Managing my passwords with KeePassXC
The benefits of using a password manager have been enumerated plenty of times,1 but here’s the basics again (to save you some clicks):
- If you use one password for everything, you’re Doing it Wrong.
- If you use an easy-to-remember password, you’re Doing it Wrong.
- If you’re carrying around a little book or file with all your hard-to-remember passwords in it, sorry, but you’re Doing it Wrong.
To Do it Right, you need a password manager. I’ve been using KeePassXC for about a year now to manage my passwords, along with a portable install of KeePass and KeePass2Android on my phone. When I first started shopping for a password manager, I looked for one that was secure, able to be used on all my devices, and was relatively easy to use. KeePass and friends have been all three of these.
There are other options for password management, such as Firefox Sync, Google Passwords, or LastPass, BitWarden, or any number of other third-party services or programs. I chose KeePass because it’s open-source,2 has a lot of ports and implementations of its format, and keeps my data with me. The other options I’ve listed will store your database on their servers, meaning you have to trust them to keep your data safe. I’d rather trust me with all my passwords.
KeePass took a little setting-up to be able to use it properly, and some of the steps were a little advanced, but it was well worth it down the line. Here’s what I did to set up my password management.
1. KeePassXC at home
First, I installed KeePassXC on my computer with a
sudo pacman -S keepassxc. 3
After that came the most time-consuming part of this process came: I transferred all my passwords to the KeePass database. It took quite a while, and it took even longer because I generated new passwords for each site using KeePassXC’s password generator. I put them all in a file called, boringly enough,
2. KeePass2Android on the phone
The next step was installing KeePass2Android. You can get it from the Google Play Store.5
On the first screen, you’ll be able to open a file, and you can pick from where. I used the Dropbox (KP2A folder) option. That made KeePass2Android create a folder in my Dropbox,
Apps/KeePass2Android, where my passwords files live. If you want to make it easy on yourself I’d recommend creating the folder on your computer and moving your database into the folder, so that you can just select it when you’re setting up KeePass2Android.

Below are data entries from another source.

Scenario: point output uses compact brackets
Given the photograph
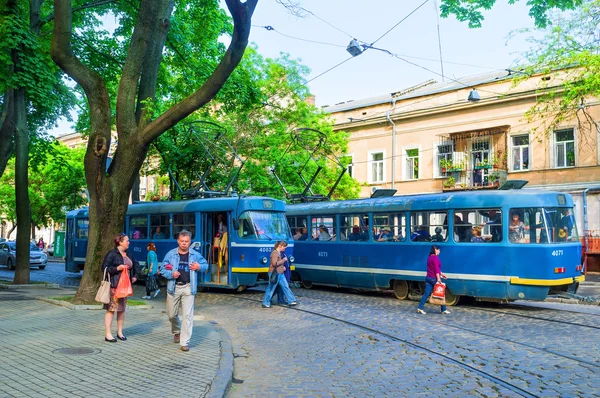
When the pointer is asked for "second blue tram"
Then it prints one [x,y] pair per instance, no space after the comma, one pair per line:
[495,245]
[235,234]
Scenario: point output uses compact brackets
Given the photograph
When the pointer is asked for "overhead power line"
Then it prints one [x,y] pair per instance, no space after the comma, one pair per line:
[402,20]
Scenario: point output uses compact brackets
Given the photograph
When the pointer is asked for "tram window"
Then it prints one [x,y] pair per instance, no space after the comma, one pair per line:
[353,228]
[138,227]
[428,226]
[323,228]
[298,227]
[82,228]
[183,221]
[542,225]
[478,225]
[389,227]
[160,227]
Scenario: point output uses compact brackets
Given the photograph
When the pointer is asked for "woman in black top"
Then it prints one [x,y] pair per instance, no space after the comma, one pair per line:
[115,262]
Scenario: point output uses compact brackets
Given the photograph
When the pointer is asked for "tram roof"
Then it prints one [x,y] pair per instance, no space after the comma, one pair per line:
[241,203]
[440,201]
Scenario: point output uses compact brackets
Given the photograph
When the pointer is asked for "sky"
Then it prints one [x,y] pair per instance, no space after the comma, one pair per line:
[375,73]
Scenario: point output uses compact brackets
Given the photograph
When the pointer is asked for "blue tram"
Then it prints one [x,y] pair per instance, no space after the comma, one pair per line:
[234,234]
[495,245]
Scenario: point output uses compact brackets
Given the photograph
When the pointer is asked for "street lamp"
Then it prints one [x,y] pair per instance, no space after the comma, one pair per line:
[473,96]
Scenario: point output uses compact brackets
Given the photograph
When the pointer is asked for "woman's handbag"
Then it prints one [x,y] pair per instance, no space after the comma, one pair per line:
[124,288]
[439,290]
[103,295]
[274,277]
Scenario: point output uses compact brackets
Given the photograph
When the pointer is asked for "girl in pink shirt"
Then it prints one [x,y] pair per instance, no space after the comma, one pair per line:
[434,275]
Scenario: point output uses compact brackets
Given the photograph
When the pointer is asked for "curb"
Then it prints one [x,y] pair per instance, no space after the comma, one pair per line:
[93,307]
[30,286]
[222,381]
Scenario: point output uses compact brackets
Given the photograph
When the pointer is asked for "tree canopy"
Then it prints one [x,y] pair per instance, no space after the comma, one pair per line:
[471,10]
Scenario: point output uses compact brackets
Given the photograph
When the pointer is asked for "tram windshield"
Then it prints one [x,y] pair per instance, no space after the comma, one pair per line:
[542,225]
[263,225]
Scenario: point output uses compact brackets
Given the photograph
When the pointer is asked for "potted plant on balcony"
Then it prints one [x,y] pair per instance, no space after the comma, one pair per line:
[450,182]
[445,164]
[571,158]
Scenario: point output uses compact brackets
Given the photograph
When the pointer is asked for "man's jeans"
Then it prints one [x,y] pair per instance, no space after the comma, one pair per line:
[183,297]
[282,282]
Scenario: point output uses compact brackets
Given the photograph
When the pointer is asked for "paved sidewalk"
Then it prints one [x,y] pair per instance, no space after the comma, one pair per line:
[35,334]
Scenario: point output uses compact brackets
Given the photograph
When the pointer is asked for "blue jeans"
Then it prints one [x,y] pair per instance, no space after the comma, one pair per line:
[287,292]
[429,284]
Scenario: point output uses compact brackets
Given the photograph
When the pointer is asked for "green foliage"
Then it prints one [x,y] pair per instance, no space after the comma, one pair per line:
[471,10]
[54,187]
[567,53]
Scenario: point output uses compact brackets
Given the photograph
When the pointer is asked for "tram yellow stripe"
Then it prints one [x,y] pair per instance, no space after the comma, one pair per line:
[543,282]
[254,270]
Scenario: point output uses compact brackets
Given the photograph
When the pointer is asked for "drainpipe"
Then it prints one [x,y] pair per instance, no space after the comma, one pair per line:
[585,222]
[393,141]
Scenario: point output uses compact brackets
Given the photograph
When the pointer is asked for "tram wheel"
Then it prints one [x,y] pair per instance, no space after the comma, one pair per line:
[401,289]
[451,299]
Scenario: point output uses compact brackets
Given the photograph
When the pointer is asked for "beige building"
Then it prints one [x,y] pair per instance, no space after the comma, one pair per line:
[436,137]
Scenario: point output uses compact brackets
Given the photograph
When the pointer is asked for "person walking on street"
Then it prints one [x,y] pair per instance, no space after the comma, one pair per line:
[434,275]
[279,263]
[152,289]
[180,267]
[114,263]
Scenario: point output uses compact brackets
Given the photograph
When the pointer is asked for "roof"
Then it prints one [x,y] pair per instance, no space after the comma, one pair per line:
[424,89]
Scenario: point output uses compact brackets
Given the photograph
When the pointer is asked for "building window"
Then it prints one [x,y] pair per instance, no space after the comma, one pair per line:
[412,164]
[444,159]
[377,167]
[520,152]
[348,160]
[564,148]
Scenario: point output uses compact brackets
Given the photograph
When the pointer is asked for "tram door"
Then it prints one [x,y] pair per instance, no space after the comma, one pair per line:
[69,249]
[216,246]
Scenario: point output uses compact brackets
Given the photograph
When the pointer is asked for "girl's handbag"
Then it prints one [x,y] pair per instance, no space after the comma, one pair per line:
[124,288]
[274,277]
[439,291]
[103,295]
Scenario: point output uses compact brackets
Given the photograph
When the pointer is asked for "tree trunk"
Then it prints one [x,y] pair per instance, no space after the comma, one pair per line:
[21,188]
[7,128]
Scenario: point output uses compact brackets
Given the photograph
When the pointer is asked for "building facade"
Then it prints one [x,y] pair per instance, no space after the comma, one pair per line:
[445,136]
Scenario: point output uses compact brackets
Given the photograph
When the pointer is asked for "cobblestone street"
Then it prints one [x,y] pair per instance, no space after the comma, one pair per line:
[340,343]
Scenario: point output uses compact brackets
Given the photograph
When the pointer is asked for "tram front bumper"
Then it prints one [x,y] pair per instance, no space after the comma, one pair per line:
[546,282]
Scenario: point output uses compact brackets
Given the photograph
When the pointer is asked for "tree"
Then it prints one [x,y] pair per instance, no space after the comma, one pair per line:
[257,112]
[144,30]
[34,96]
[55,186]
[470,10]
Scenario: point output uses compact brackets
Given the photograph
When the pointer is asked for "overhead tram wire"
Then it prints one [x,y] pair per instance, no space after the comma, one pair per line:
[402,20]
[270,28]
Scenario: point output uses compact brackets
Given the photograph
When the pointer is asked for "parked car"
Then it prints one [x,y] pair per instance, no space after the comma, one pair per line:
[8,255]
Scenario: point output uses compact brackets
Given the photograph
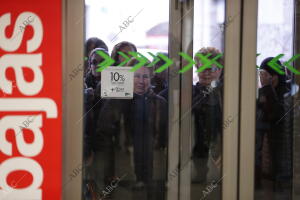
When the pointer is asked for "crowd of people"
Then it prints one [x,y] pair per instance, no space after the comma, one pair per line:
[145,120]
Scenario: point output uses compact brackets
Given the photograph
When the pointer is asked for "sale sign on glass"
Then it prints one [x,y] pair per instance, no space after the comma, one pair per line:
[30,99]
[117,83]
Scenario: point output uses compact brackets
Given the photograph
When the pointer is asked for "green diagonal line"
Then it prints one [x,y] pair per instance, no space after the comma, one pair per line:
[189,59]
[142,60]
[204,66]
[126,58]
[166,65]
[207,62]
[275,65]
[107,62]
[290,67]
[156,59]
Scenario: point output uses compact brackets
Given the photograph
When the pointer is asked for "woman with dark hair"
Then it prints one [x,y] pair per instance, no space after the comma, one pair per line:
[90,45]
[92,106]
[207,112]
[123,47]
[270,126]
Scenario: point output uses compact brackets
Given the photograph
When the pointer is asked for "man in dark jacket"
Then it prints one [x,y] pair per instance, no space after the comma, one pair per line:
[92,107]
[145,119]
[207,112]
[270,125]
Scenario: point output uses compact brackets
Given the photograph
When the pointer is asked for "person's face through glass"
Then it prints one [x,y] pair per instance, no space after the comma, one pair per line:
[208,75]
[141,80]
[124,50]
[95,61]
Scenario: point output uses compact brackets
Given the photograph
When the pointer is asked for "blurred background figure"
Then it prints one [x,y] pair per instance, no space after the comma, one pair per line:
[147,116]
[123,47]
[90,44]
[159,81]
[207,112]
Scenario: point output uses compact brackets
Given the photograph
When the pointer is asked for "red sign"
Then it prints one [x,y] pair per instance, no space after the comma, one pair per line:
[30,99]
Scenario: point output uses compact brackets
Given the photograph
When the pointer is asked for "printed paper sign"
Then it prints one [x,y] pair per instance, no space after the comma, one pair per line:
[117,83]
[31,100]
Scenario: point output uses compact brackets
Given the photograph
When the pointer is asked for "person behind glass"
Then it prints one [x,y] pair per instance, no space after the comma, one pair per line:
[123,47]
[159,81]
[147,116]
[90,44]
[92,106]
[207,112]
[270,124]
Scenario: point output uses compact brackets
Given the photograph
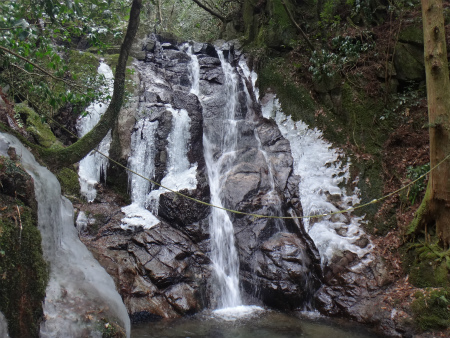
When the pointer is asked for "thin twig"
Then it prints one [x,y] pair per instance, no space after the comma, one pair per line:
[37,67]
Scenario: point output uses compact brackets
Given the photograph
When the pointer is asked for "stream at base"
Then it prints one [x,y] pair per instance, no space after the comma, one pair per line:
[268,324]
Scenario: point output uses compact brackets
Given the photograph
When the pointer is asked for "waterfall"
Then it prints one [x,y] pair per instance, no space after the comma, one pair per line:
[180,174]
[322,171]
[79,287]
[194,71]
[94,165]
[219,152]
[3,326]
[142,161]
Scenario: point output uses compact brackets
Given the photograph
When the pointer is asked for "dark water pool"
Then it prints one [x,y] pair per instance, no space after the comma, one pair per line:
[267,324]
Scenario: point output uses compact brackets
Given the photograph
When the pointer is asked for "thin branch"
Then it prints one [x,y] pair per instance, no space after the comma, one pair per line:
[25,71]
[38,67]
[297,26]
[210,11]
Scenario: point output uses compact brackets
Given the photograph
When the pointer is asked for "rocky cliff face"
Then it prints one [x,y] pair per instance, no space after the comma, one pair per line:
[165,270]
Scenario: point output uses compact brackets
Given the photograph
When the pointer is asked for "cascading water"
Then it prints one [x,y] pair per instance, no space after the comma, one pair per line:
[223,251]
[322,172]
[94,164]
[180,174]
[141,161]
[78,285]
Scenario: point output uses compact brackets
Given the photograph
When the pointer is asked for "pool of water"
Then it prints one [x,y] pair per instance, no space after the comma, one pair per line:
[262,324]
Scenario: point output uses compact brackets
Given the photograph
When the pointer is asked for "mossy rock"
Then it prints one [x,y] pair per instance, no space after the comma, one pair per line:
[68,179]
[276,32]
[295,98]
[412,35]
[40,130]
[431,310]
[409,62]
[23,270]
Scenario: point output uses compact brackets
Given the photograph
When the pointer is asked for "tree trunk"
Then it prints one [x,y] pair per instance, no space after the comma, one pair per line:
[437,199]
[78,150]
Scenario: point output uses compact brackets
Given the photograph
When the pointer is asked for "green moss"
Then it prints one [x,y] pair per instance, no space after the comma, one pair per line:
[431,310]
[68,179]
[412,34]
[295,98]
[427,264]
[23,271]
[35,125]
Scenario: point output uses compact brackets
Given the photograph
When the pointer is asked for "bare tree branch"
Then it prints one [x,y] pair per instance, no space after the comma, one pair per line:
[38,67]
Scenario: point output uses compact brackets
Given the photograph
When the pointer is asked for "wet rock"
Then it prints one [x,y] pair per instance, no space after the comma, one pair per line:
[284,275]
[183,299]
[408,62]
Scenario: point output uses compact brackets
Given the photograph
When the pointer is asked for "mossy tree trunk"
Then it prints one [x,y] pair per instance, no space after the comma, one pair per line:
[74,153]
[435,207]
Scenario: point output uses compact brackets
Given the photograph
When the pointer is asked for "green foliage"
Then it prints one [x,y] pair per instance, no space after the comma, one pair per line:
[326,64]
[413,173]
[111,329]
[431,309]
[428,264]
[68,179]
[327,15]
[36,62]
[23,273]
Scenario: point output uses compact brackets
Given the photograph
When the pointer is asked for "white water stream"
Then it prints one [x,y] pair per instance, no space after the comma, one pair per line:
[94,164]
[180,174]
[322,171]
[78,285]
[142,161]
[223,250]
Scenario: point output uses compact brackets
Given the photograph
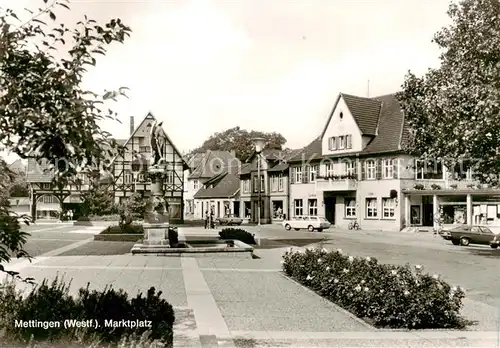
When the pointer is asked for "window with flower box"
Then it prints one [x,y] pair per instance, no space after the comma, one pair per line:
[350,207]
[371,169]
[313,207]
[388,207]
[298,205]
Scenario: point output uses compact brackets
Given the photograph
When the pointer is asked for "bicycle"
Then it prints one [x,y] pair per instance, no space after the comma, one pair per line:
[353,225]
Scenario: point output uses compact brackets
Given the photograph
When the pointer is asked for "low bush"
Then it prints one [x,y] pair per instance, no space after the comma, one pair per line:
[385,295]
[104,217]
[124,229]
[238,234]
[108,310]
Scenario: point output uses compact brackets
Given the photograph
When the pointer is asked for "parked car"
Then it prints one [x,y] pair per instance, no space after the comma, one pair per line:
[495,243]
[465,235]
[312,223]
[230,220]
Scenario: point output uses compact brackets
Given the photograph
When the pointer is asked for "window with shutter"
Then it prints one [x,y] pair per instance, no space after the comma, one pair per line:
[378,168]
[395,171]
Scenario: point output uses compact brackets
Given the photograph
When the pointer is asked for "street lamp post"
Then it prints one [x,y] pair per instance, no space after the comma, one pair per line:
[259,146]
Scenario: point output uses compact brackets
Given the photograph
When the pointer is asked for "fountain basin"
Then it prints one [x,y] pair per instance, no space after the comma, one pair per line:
[198,248]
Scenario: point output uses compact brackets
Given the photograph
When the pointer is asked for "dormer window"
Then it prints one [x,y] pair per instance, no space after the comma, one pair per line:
[342,142]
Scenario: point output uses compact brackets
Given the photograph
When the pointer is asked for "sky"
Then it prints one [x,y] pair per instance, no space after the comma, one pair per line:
[203,66]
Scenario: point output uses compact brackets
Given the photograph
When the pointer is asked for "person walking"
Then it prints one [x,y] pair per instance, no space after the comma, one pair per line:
[206,219]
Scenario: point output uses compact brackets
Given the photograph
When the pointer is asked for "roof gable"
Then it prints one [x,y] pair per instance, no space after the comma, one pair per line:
[225,185]
[365,111]
[214,162]
[142,130]
[391,129]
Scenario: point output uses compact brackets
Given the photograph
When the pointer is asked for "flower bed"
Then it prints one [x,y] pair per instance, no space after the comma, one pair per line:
[151,315]
[238,234]
[386,296]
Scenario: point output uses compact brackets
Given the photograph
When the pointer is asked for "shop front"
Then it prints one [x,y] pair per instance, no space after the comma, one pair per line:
[452,207]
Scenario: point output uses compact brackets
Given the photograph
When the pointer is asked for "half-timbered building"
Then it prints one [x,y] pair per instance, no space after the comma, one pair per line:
[128,171]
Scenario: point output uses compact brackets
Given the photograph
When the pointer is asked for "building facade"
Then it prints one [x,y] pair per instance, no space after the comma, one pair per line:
[271,189]
[202,168]
[127,175]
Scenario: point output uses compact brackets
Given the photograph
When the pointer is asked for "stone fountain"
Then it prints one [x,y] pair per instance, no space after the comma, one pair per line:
[157,232]
[162,239]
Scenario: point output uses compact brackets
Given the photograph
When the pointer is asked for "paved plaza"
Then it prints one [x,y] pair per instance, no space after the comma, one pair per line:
[233,302]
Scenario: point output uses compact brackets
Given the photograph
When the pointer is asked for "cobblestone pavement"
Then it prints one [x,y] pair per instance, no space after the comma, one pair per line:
[248,303]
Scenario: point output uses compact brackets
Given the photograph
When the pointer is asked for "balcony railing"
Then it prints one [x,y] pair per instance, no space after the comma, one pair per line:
[329,184]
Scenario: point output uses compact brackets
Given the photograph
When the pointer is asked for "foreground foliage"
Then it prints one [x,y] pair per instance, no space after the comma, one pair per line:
[238,234]
[454,111]
[51,302]
[386,295]
[45,113]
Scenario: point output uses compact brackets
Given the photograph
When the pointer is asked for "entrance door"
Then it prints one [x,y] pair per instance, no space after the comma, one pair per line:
[330,209]
[427,211]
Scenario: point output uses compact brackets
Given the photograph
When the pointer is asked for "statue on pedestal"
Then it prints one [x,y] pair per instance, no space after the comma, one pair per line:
[157,142]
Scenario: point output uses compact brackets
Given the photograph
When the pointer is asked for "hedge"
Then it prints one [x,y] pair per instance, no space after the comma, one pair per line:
[51,302]
[116,229]
[387,296]
[238,234]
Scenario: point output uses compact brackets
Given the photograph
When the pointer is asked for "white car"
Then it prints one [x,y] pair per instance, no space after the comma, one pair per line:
[312,223]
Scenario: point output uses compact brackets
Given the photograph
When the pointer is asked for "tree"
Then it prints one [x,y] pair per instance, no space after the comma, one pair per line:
[453,112]
[240,141]
[98,199]
[45,114]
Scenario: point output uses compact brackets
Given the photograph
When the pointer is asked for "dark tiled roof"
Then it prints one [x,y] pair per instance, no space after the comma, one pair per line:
[392,130]
[224,186]
[37,171]
[390,127]
[213,162]
[280,167]
[17,166]
[365,111]
[310,151]
[246,168]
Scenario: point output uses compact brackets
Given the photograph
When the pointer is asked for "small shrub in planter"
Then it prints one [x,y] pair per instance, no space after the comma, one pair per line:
[418,187]
[385,295]
[238,234]
[104,218]
[124,229]
[51,302]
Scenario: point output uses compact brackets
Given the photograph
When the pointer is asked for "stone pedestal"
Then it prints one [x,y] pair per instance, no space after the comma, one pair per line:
[156,234]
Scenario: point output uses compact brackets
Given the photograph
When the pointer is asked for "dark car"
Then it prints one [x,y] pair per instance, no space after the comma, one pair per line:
[465,235]
[230,220]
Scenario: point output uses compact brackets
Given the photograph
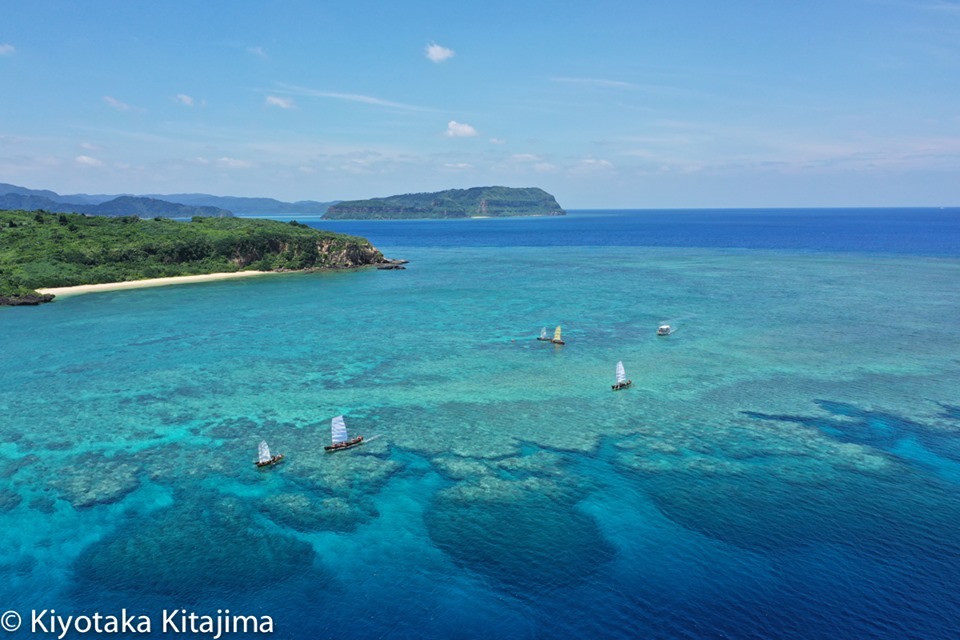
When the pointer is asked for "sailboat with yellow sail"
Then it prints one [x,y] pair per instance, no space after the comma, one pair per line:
[556,336]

After that, you’ll need to input your password and point to your key file, if you use one (and I use one). I had to manually copy the keyfile over to my phone using Syncthing, though if I do it again I’ll probably use adb.
Regardless, once you have everything set up you can use KeePass2Android by opening copying and pasting passwords, or by setting up Autofill (for Android 8+).
KeePass Portable at work
I’m lucky in that my workplace allows arbitrary executables to run, as long as they don’t require Admin permissions (my other job does not allow this, and I’m stuck typing passwords from my phone). This was probably the most complicated to set up, in that I needed to download and place correctly an extension to the KeePass executable.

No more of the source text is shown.